The 2018 Sanlam Handmade Contemporary Fair (SHmC) held an exclusive preview at Houtlander's studio at 99 Juta in Braamfontein on Wednesday, 12 September, where media were given a taste of the best of artisanal design, food and wine to be expected of this exceptionally well-curated annual fair.
The 9th edition celebrates the artisans who have mastered the art of turning raw materials into meaning, ‘a return to making’.
The SHmC hopes to share the journey of how products are made and stories told through their craftsmanship, featuring 120 exhibitors, with 43 exhibiting for the first time. Fair curator Cassandra Twala at founding company ArtLogic says, “We feature both emerging and established local fashion, lifestyle and homeware brands, top SA chefs, high-end wine labels, microbreweries and speciality foods.
Artlogic prides itself on providing a retail and marketing platform that connects entrepreneurs and small- to medium-sized businesses with a discerning and supportive audience.”
I interviewed Twala to find out more about her involvement in the fair over the years and what she’s most excited about this year…
What does this opportunity mean to you?
It’s a great opportunity to be involved in this fair as there is really nothing like it in South Africa. A few years ago, I wouldn’t have guessed I would be in this position, but it has grown me tremendously and I continuously aim to add value.
Tell us what this entails (your role as curator).
My role at Artlogic involves a lot more than curation. It’s a mixture of curation, creative directing, project management, as well as building and nurturing many relationships.
How have you found the experience so far?
Like any other career, daunting at times, but ultimately exhilarating. I love what I do.
On your website you say that you don’t have a ‘title’ so to speak, but that you do things with intention and love. How are you applying this principle to your curation of the fair?
I think titles that we attach to ourselves or those that society enforces are often limiting.
I try by all means to act meaningfully in my ideas and decisions when working on the fair and operate from a place of love. Working with really passionate people and small businesses don’t give you a choice, but to operate from a place of passion truly affects how you put together an event like this.

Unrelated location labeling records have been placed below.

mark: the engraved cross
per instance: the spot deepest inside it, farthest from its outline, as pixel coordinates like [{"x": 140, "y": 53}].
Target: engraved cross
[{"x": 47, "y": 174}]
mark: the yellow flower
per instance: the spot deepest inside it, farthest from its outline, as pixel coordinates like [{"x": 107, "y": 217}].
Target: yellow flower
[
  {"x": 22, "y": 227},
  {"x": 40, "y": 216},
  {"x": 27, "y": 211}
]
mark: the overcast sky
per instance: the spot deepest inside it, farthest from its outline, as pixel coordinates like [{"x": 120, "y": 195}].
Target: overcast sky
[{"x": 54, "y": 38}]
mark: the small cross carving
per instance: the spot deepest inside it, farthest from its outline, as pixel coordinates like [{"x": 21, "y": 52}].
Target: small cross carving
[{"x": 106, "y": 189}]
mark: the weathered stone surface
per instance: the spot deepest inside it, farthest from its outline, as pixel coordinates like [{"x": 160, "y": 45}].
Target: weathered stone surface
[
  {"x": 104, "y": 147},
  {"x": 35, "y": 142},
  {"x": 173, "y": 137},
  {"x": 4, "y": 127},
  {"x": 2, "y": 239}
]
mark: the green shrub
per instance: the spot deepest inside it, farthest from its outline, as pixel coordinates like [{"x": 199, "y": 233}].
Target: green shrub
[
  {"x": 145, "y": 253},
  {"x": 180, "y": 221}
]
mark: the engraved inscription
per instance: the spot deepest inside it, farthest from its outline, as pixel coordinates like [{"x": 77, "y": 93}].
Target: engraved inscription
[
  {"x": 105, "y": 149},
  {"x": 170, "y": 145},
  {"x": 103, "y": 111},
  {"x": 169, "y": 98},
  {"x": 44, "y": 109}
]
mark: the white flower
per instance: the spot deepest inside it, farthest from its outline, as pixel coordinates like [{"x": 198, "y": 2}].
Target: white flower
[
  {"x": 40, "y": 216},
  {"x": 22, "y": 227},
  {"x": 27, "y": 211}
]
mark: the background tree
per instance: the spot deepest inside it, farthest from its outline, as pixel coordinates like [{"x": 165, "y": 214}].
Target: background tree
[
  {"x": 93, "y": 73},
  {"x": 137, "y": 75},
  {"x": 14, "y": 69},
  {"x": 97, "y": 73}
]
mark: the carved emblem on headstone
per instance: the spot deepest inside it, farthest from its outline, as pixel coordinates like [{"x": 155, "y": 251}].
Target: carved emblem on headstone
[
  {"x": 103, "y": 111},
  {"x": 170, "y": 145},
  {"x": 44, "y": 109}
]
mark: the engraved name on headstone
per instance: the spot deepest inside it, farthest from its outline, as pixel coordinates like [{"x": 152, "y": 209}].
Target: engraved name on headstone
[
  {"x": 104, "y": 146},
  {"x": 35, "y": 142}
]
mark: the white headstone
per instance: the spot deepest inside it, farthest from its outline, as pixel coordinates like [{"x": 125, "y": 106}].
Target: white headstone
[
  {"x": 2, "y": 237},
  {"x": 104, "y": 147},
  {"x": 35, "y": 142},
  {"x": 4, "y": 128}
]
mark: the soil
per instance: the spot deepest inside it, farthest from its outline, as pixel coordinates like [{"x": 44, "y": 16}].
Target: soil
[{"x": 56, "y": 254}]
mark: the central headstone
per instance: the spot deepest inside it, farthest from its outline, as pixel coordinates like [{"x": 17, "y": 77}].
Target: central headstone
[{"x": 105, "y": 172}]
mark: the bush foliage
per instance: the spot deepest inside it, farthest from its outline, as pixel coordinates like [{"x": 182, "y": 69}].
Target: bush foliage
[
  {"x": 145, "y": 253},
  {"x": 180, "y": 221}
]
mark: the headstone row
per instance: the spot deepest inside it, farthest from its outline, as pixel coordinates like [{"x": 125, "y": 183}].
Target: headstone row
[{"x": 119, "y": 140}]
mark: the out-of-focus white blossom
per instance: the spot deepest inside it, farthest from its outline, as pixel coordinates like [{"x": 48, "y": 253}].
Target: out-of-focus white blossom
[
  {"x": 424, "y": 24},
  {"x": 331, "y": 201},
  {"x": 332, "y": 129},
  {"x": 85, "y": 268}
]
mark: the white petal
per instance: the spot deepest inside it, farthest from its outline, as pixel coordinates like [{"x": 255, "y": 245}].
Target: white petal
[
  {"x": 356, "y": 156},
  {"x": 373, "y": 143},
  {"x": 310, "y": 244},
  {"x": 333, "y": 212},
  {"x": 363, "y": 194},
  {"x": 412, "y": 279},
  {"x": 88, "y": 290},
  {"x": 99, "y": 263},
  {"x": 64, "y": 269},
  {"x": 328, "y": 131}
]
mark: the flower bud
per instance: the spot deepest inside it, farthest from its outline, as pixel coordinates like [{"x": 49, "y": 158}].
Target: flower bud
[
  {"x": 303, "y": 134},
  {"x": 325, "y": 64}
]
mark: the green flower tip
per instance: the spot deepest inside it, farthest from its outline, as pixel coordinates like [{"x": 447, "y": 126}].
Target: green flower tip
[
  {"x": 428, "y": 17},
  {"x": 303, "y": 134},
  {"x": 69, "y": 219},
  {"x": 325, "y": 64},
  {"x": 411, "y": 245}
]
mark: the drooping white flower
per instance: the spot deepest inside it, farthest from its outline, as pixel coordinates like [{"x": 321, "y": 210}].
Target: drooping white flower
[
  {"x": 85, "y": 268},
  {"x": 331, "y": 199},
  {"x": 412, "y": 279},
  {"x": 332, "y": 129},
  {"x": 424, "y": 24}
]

I love crafting a unique experience each year that can be enjoyed by everyone who attends the fair.
How do you go about sourcing or approaching continent-wide ‘makers’ / exhibitors? What does the selection process entail?
Locally, it’s really about being tuned into the design, food and wine industries. Trying new restaurants, meeting designers and being interested and invested in what local brands are doing.
Further, into the continent, it’s a lot of research and connecting with the right people. We work with a guest curator to select the artisans outside of South Africa. We collaborate with people who have a wealth of knowledge and are authentically in tune with what is happening on the continent. More travel in Africa is on the horizon.
Why do you believe it’s important to feature both emerging and established businesses?
Because the established businesses were once emerging. There are some brands like Pichulik, Mungo and Father Coffee that have become household names, that have been coming to the fair for more than five years. Through following the trajectory of their businesses, you start to understand why this platform exists. SHmC creates access to the right audiences, for both emerging and established businesses, which in turn helps to grow them.
Personally, what are you most excited about with regard to this year’s Fair and why?
I’m excited about the new layout. Visitors who have been coming to SHmC for a while are in for a surprise, as we’ve put in a lot of effort to craft new experiences and spaces within the fair.
In line with our theme: 'a return to making', we’ve introduced a new special project titled: ‘Makers Corner’, which has made a number of workshops available for the public to book. Ring making, weaving and ceramic.
Lastly, ‘Well Made in Africa’ is once again a highlight that invites five exhibitors from the rest of the continent to join us at SHmC.
The ninth Sanlam Handmade Contemporary Fair (SHMC) will be held at Hyde Park Corner in Johannesburg from 12-14 October 2018...
17 Sep 2018
The fair takes place 12-14 October 2018 at Hyde Park Corner’s rooftop. Pre-sale tickets are available online at www.sanlamhmc.co.za for R130 each or at the door for R150 (kids under 12 enter free). It is open on Friday, 12 October from 12pm to 9pm; on Saturday, 13 October from 10am to 9pm; and on Sunday, 14 October from 10am to 4pm.